Where and How to Buy
Recreational marijuana can be purchased legally by those 21 and older at a state-licensed retailer or dispensary. Don’t forget to bring a government-issued identification to prove your age. And bring plenty of cash, since most retailers can’t deal with banks because of marijuana’s status as a Scheduled I controlled substance.
What Isn’t Allowed
Individuals 21 and older can have up to 1 ounce of marijuana and up to 1/8 of an ounce of concentrated marijuana at any given time. It is a gross misdemeanor to knowingly give marijuana to someone younger than 18 and a misdemeanor to knowingly give marijuana to someone between 18 and 21 years old. It’s also a misdemeanor to pose as legal age older when you’re not in order to score some weed.
Marijuana can only be used or consumed on private property. It is a misdemeanor punishable by fine for a person to use or consume it in a public place, a retail marijuana store or in a moving car.

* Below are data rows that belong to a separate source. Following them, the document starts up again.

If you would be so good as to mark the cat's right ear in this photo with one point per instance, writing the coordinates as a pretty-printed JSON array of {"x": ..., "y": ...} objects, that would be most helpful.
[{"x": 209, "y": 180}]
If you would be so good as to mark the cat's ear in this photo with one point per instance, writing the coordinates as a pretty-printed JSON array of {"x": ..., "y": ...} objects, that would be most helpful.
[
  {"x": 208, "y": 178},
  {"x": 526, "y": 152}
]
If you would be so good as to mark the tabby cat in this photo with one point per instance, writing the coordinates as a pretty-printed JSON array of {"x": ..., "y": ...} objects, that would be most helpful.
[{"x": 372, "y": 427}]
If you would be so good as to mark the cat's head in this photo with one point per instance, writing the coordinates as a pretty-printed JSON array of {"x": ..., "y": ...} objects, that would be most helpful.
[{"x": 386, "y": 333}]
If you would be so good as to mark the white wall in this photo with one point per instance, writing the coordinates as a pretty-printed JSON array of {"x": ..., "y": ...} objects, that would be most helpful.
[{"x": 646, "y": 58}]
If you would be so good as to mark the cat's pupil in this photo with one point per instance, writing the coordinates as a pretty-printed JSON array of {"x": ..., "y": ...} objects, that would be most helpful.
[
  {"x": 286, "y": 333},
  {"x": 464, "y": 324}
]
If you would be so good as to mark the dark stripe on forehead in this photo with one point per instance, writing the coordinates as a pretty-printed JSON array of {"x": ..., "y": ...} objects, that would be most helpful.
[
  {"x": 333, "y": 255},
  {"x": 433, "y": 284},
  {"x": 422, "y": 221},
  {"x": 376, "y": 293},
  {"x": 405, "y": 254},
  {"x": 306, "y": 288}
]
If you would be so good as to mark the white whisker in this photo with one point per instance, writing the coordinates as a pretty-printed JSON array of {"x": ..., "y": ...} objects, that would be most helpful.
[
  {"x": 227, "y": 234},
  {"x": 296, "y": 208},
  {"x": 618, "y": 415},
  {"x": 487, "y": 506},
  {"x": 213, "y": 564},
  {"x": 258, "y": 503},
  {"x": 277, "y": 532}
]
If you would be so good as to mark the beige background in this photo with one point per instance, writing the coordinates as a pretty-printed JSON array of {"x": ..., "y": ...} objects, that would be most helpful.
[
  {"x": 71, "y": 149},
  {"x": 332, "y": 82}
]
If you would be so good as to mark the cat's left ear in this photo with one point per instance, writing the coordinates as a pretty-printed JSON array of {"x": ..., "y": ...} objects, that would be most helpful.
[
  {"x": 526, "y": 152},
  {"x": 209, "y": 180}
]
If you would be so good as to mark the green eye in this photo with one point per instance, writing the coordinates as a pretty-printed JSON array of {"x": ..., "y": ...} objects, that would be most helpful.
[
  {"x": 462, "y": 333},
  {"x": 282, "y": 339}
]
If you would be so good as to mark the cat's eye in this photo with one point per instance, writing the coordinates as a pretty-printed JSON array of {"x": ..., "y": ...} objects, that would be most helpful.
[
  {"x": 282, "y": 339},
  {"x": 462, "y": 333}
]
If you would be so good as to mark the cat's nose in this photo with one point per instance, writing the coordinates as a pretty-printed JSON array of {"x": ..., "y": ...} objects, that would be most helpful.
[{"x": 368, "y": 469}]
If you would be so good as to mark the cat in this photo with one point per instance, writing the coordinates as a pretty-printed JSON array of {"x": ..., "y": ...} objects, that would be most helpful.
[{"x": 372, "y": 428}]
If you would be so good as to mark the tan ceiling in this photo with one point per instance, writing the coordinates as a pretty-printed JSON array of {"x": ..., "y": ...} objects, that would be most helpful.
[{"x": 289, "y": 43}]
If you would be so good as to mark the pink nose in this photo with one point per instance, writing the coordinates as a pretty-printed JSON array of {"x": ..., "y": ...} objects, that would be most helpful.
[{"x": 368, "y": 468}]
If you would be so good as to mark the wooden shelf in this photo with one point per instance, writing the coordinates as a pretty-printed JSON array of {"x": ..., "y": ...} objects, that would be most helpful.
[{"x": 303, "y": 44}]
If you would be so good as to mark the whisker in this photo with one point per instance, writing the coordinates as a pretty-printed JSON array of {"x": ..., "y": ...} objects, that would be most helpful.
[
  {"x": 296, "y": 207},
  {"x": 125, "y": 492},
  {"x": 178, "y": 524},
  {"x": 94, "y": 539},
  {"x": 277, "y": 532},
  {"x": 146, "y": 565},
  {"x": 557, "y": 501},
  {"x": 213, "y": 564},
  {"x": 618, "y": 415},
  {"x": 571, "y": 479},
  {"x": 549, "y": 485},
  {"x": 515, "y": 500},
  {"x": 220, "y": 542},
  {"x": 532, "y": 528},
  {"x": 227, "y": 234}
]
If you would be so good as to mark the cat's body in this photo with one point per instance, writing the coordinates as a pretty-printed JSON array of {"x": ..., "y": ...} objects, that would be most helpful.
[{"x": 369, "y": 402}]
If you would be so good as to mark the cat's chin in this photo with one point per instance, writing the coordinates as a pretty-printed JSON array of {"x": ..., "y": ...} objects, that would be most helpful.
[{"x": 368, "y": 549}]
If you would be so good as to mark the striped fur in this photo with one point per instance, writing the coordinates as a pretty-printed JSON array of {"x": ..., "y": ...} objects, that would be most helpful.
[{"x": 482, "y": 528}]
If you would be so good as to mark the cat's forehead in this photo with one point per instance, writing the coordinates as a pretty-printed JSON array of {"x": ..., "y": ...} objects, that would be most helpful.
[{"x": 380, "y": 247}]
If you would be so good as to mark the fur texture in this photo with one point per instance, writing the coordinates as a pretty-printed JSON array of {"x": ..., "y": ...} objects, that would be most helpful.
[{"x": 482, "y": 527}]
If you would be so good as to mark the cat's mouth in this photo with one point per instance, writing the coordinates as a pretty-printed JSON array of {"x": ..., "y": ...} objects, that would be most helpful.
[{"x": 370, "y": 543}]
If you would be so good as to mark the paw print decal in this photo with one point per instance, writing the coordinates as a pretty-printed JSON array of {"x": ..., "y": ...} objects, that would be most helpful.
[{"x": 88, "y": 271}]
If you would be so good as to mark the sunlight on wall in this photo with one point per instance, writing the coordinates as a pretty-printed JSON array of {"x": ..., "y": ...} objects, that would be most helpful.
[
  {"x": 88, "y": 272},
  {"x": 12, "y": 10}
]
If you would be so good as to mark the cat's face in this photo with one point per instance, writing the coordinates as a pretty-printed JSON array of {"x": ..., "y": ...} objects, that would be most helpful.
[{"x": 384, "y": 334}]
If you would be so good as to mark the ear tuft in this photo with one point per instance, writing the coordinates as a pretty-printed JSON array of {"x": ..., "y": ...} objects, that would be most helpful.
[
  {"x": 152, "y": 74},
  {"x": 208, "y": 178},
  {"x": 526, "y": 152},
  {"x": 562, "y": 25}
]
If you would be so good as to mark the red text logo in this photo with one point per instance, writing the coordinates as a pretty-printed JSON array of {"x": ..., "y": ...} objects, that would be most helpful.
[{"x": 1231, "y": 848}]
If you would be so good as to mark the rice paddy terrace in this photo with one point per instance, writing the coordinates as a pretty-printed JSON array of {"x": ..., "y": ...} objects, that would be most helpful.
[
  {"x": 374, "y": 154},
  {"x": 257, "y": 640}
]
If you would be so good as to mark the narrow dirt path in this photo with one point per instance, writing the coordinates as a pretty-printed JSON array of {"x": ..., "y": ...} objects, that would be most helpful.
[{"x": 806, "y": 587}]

If you do not own your home, the property owner can prohibit its use. It is illegal to drive while under the influence of marijuana. According to the Nevada Department of Public Safety Office of Traffic Safety’s website, “Nevada law (NRS 484C.110) specifies that drivers with 2 nanograms of active tetrahydrocannabinol (THC) implies driving under the influence (DUI). However, no matter the level of THC, law enforcement officers will base arrests on observed impairment.”
Considering that Las Vegas is synonymous with tourism, hotels and casinos, it’s important to note that marijuana can’t be smoked or used in casinos or hotels, according to the Las Vegas Metropolitan Police Department. The local gaming industry is keeping a wide berth from marijuana because of cannabis’ federal status. In other words, don’t expect to light up while playing the nickel machines.
And remember: What happens in Vegas definitely stays in Vegas, so don’t take what you buy out of state. McCarran International Airport offers drop boxes for anyone who forgot to leave it behind.
First-Time Use in Nevada
Nevada’s marijuana information site recommends when consuming edibles to start with a small serving size of no more than 5 milligrams of THC, and wait at least two hours before having more. Edibles take longer to take effect than smoking marijuana.
But it’s important to pay attention to how much you smoke, too, and avoid mixing marijuana and alcohol. Also, if you take prescription medications, check with your doctor about any possible interactions with marijuana.